Foto: Jochen Zick/action press - CC0 1.0

Märkte: Gefährlich nah am Abgrund!

Die Märkte sind ange­schlagen. Mochte man bis zum Durch­brechen der 200-Tages-Linie an der Wall Street am letzten Montag noch von einer Kor­rektur sprechen, so dürfte nun klar sein, dass uns Schlim­meres bevor­steht.
Märkte crashen nicht am Höchst­stand. Sie brechen erst ein, nachdem sie schon mehrere Wochen oder Monate unter Druck waren. Zunächst herrscht die Über­zeugung vor, dass es sich lohnt, bei einem Zurück­setzer zuzu­kaufen. War das doch seit Jahren die richtige Stra­tegie. Danach kommt die Hoffnung, dass es sich um eine „gesunde“ Kor­rektur handelt, die die Grundlage für die nächste Phase des Bul­len­marktes legt. Sodann wird die Alter­na­tiv­lo­sigkeit der Aktien gepredigt und die wahre Gefahr in den Anlei­hen­märkten gesehen. Auch werden die robuste Lage der Welt­wirt­schaft und die nach­haltig gute Gewinn­ent­wicklung der Unter­nehmen gepriesen. Ein Umfeld, indem man nur Aktien kaufen könne.
Trotzdem fallen die Aktien weiter. Der Markt ist angeschlagen.
Rut­schig nach unten
Wie im Bären­markt Anfang der 1970er-Jahre kann es auch deutlich bergab gehen, ohne dass es einen spek­ta­ku­lären Crash gibt. Diesmal glaube ich das nicht. Sollten die Aktien weiter sinken, droht in der Tat ein Crash. Der Grund dafür ist einfach: die zu hohe Ver­schuldung im System. Wir haben es mit Unter­nehmen zu tun, die sich – gerade in den USA – so hoch ver­schuldet haben wie noch nie und Inves­toren, die im ver­zwei­felten Versuch bei Nied­rig­zinsen noch gute Erträge zu erwirt­schaften, mit immer mehr Kredit spekulieren.
Beides zusammen macht die Märkte so anfällig für eine Fort­setzung der Korrektur. 
Sinkt der Akti­enkurs, sinkt der Marktwert des Eigen­ka­pitals des Unter­nehmens. Damit steigt der Ver­schul­dungsgrad und damit aus Sicht der Fremd­ka­pi­tal­geber das Risiko. In der Folge ver­kaufen diese die Anleihen des Unter­nehmens, was zu stei­genden Zinsen/Risikoprämien führt, was wie­derum ein höheres Risiko signa­li­siert, welches wie­derum mehr Inves­toren dazu bringt, die Anleihen und die Aktien zu verkaufen. 

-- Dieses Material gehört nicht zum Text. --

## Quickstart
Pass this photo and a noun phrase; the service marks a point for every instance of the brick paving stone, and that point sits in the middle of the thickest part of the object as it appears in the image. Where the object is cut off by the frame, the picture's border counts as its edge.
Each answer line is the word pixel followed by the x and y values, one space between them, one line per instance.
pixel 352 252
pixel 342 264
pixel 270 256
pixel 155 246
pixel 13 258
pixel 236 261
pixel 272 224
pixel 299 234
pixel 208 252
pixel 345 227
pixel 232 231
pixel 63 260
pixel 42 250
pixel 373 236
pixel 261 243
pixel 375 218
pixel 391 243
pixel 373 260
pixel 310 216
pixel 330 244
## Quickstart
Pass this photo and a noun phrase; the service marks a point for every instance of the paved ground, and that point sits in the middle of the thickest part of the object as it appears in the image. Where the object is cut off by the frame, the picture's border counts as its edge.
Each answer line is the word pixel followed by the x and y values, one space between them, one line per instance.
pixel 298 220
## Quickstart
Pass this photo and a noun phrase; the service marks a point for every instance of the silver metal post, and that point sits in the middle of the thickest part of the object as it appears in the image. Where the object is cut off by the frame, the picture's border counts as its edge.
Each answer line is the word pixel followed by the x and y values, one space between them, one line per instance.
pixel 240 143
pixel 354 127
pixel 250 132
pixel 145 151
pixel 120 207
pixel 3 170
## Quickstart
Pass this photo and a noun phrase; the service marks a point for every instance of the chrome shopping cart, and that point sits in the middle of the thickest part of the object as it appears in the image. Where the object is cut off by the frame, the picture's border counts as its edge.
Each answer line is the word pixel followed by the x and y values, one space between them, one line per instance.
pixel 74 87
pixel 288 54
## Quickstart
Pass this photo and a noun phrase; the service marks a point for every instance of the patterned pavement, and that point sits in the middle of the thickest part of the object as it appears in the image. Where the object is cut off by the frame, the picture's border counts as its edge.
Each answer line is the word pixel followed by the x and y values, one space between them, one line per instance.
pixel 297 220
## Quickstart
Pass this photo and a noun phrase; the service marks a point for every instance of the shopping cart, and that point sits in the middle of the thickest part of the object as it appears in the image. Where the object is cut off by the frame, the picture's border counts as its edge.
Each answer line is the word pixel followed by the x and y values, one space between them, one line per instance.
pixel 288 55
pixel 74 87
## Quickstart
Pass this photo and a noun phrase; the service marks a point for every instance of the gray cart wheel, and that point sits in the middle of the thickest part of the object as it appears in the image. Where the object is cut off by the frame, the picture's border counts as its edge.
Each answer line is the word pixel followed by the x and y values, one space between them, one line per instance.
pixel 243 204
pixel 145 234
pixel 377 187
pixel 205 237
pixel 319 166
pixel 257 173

Beschleunigt wird diese Abwärts­be­wegung durch die Inves­toren, die bei immer höherer Ver­schuldung und immer weniger Puffer haben, um Ver­luste zu tragen. Sinkt der Wert ihres Port­folios, kommen sie unter zuneh­mendem Ver­kaufs­druck. Zunächst noch frei­willig um Gewinne zu sichern, dann immer mehr auf Druck der Kapi­tal­geber. Der berüch­tigte Margin Call.

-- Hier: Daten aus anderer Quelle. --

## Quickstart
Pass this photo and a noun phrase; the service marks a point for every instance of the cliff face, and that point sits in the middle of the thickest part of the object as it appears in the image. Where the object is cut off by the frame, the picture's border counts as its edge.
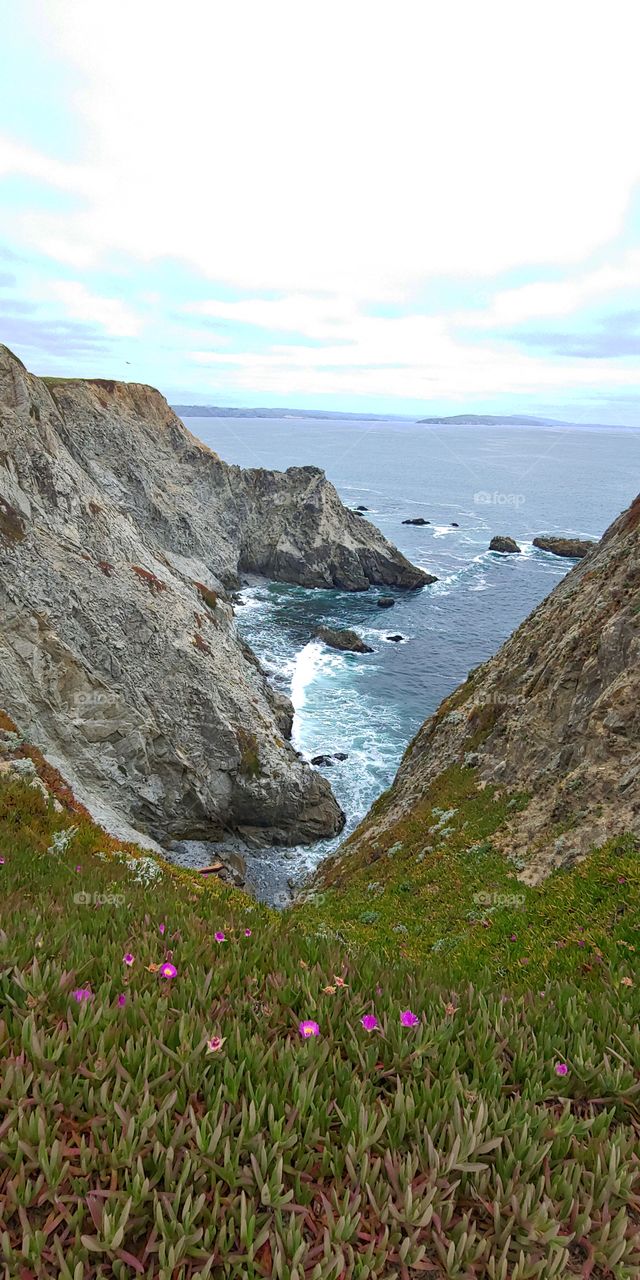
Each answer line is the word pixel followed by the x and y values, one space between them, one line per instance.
pixel 554 716
pixel 119 534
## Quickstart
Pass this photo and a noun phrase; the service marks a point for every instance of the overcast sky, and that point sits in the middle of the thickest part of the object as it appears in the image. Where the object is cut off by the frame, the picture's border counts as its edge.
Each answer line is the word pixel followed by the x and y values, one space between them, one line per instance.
pixel 393 206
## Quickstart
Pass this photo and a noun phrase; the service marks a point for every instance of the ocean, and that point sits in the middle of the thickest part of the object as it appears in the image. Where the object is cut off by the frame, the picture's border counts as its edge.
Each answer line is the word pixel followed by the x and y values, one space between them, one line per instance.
pixel 516 480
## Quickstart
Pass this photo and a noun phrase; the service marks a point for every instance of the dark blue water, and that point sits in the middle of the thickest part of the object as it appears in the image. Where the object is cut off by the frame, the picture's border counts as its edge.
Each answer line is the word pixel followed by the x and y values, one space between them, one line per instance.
pixel 490 480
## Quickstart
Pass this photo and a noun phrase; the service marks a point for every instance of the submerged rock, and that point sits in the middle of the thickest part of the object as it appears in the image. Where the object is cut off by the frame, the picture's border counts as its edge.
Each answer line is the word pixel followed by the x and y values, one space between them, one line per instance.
pixel 507 545
pixel 551 721
pixel 346 639
pixel 120 536
pixel 571 548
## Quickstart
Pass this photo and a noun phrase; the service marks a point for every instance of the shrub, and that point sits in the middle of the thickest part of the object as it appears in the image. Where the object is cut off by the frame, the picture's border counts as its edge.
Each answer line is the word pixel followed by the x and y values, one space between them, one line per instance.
pixel 250 764
pixel 154 584
pixel 206 594
pixel 12 525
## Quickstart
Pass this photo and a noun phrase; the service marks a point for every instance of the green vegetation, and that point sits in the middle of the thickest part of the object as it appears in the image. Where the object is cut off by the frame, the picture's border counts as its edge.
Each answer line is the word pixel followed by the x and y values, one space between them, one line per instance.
pixel 181 1127
pixel 444 894
pixel 250 764
pixel 12 525
pixel 208 595
pixel 150 580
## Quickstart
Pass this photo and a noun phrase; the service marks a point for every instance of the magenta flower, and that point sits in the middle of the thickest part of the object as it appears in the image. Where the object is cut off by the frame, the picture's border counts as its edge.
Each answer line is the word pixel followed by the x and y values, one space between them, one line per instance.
pixel 408 1019
pixel 309 1028
pixel 215 1043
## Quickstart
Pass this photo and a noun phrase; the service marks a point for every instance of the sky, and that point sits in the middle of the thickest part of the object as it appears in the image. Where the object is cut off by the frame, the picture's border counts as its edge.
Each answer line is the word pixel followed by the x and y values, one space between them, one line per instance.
pixel 406 208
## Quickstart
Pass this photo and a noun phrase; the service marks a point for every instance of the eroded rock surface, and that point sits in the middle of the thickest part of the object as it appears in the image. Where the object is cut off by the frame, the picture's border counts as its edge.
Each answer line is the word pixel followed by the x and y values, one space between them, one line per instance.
pixel 120 536
pixel 554 716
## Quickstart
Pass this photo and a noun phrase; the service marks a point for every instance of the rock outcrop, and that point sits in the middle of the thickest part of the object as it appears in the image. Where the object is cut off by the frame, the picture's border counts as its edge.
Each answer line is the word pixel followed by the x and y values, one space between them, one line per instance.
pixel 571 548
pixel 554 716
pixel 343 639
pixel 120 535
pixel 507 545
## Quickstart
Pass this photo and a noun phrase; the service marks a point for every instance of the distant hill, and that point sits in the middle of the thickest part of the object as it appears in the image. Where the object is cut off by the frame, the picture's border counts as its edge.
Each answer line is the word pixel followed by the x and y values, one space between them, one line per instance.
pixel 452 420
pixel 489 420
pixel 215 411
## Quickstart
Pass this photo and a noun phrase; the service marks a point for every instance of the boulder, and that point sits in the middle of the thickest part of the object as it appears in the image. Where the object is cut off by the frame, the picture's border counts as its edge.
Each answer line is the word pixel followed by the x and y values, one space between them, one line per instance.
pixel 507 545
pixel 571 548
pixel 347 640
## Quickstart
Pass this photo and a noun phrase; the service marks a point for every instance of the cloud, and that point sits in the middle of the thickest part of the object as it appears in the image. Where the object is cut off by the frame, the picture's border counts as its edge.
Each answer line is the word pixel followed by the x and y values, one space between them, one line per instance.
pixel 557 297
pixel 617 336
pixel 114 316
pixel 351 149
pixel 49 337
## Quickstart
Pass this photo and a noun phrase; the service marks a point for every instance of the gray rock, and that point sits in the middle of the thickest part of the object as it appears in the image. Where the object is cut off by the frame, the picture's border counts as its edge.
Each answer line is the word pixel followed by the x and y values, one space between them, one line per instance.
pixel 344 639
pixel 507 545
pixel 571 548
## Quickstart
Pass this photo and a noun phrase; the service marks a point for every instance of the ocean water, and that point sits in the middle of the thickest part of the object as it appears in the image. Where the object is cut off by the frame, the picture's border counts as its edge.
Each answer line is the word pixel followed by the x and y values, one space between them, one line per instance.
pixel 520 481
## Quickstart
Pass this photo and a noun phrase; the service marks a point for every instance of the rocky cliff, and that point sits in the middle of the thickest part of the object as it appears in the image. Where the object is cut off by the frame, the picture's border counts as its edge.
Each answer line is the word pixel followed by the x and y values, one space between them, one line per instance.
pixel 553 718
pixel 120 535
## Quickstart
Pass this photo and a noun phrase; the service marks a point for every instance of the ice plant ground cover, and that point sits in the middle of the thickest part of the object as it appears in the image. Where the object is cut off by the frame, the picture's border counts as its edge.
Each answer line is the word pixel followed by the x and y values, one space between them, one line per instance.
pixel 192 1130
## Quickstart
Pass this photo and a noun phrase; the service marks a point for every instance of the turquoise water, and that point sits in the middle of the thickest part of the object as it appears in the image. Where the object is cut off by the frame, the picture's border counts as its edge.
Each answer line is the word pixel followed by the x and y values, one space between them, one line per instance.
pixel 534 480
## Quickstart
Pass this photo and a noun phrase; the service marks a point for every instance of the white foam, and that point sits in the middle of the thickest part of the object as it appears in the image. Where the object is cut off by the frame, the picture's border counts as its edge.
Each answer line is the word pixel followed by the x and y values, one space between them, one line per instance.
pixel 309 662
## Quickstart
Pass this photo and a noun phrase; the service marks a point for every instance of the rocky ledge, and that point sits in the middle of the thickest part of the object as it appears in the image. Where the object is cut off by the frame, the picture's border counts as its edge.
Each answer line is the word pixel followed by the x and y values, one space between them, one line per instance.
pixel 571 548
pixel 120 536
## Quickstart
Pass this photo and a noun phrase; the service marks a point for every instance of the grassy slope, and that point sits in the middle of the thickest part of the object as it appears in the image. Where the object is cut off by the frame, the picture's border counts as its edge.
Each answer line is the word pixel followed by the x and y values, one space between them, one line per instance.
pixel 451 1148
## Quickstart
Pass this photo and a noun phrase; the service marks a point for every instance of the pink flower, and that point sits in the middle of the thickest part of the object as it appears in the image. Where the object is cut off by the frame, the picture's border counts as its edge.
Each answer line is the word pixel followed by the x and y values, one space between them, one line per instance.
pixel 408 1019
pixel 215 1043
pixel 309 1028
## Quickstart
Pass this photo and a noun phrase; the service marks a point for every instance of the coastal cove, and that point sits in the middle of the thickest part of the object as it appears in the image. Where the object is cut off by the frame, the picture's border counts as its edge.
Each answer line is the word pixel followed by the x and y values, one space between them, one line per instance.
pixel 519 481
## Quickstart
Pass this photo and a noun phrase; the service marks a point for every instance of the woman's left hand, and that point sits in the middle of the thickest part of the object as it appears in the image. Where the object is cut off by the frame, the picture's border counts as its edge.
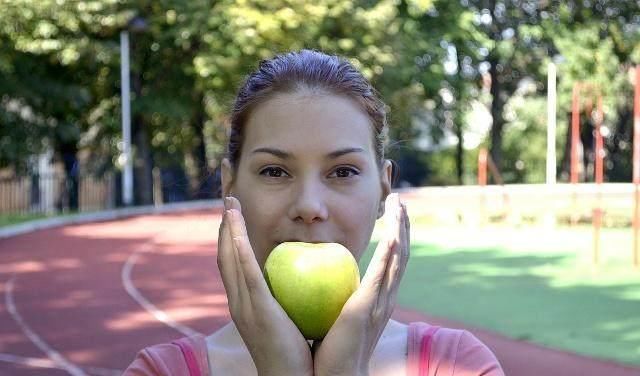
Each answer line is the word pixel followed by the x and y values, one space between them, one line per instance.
pixel 348 346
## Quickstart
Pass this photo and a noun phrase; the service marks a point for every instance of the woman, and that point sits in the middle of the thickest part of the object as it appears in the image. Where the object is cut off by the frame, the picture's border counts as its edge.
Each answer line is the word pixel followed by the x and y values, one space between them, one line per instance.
pixel 306 163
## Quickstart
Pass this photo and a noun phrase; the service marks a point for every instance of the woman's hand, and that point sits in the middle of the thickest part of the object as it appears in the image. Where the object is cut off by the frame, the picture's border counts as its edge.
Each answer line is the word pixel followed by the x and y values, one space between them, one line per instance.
pixel 276 345
pixel 347 348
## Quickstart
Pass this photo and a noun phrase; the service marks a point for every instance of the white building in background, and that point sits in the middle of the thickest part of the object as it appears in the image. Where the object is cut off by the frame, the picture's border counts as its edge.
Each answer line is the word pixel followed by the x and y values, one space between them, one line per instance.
pixel 44 169
pixel 478 123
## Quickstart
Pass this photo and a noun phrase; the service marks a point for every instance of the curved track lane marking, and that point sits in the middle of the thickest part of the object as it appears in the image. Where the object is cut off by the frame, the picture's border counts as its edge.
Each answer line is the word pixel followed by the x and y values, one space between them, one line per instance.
pixel 159 314
pixel 57 358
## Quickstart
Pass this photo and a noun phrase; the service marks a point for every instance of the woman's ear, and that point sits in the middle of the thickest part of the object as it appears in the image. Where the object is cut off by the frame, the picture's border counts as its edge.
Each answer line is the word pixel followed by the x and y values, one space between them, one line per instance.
pixel 226 177
pixel 386 175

So kann aus einer anfänglich als nur vor­über­gehend ange­se­henen Ent­wicklung ein sich selbst ver­stär­kender Abwärts­trend werden. Wie auf einer Rutschbahn wird es immer schneller und unmöglich, sich fest­zu­halten. Wir nähern uns genau diesem Punkt. 
Tech­no­lo­gie­werte ziehen nach unten
Die Tech­no­lo­gie­werte haben einen Anteil von 27 Prozent am S&P 500. Sie zogen den Markt in den letzten Monaten nach oben und sie führen ihn nun nach unten. Dabei beginnt der Absturz aus durchaus stra­to­sphä­ri­schen Höhen. Laut Ana­lysten der Société Générale ist die Markt­ka­pi­ta­li­sierung des Nasdaq 100 relativ zum US-BIP inzwi­schen höher als während des Dotcom-Booms.
Wie an dieser Stelle vor zwei Wochen dis­ku­tiert, gibt es viel­fältige Warn­in­di­ka­toren aus dem Tech­be­reich. Seither sind diese nicht weniger geworden, sondern eher mehr:

  • Immer offen­sicht­licher wird, dass Tesla nicht in der Lage ist, die Seri­en­pro­duktion des Models 3 in den Griff zu bekommen. Im letzten Jahr machte das Unter­nehmen bei zwölf Mil­li­arden Umsatz rund 3,5 Mil­li­arden US-Dollar Verlust. Die Net­to­schulden belaufen sich auf neun Mil­li­arden US-Dollar. Trotzdem rissen die Inves­toren dem Unter­nehmen bis vor Kurzem die Anleihen aus der Hand. Jetzt dreht der Wind: Die bis 2025 lau­fende Anleihe mit einem Coupon von 5,3 Prozent ist im März abge­stürzt. Selbst bei einem Kurs von 87 Prozent wider­spiegelt die Anleihe noch immer den Opti­mismus der Inves­toren. Ich denke, die Wahr­schein­lichkeit, dass Tesla in sieben Jahren die Anleihe tilgt und bis dahin den Zins­zah­lungen nach­kommt, ist gering. Alleine in diesem Jahr muss das Unter­nehmen weitere 2 zwei Mil­li­arden US-Dollar auf­nehmen, um eine Runde wei­ter­zu­kommen. Nicht alle glauben daran, ist doch die Aktie bei den Short-Sellern (die auf fal­lende Akti­en­kurse wetten) sehr beliebt.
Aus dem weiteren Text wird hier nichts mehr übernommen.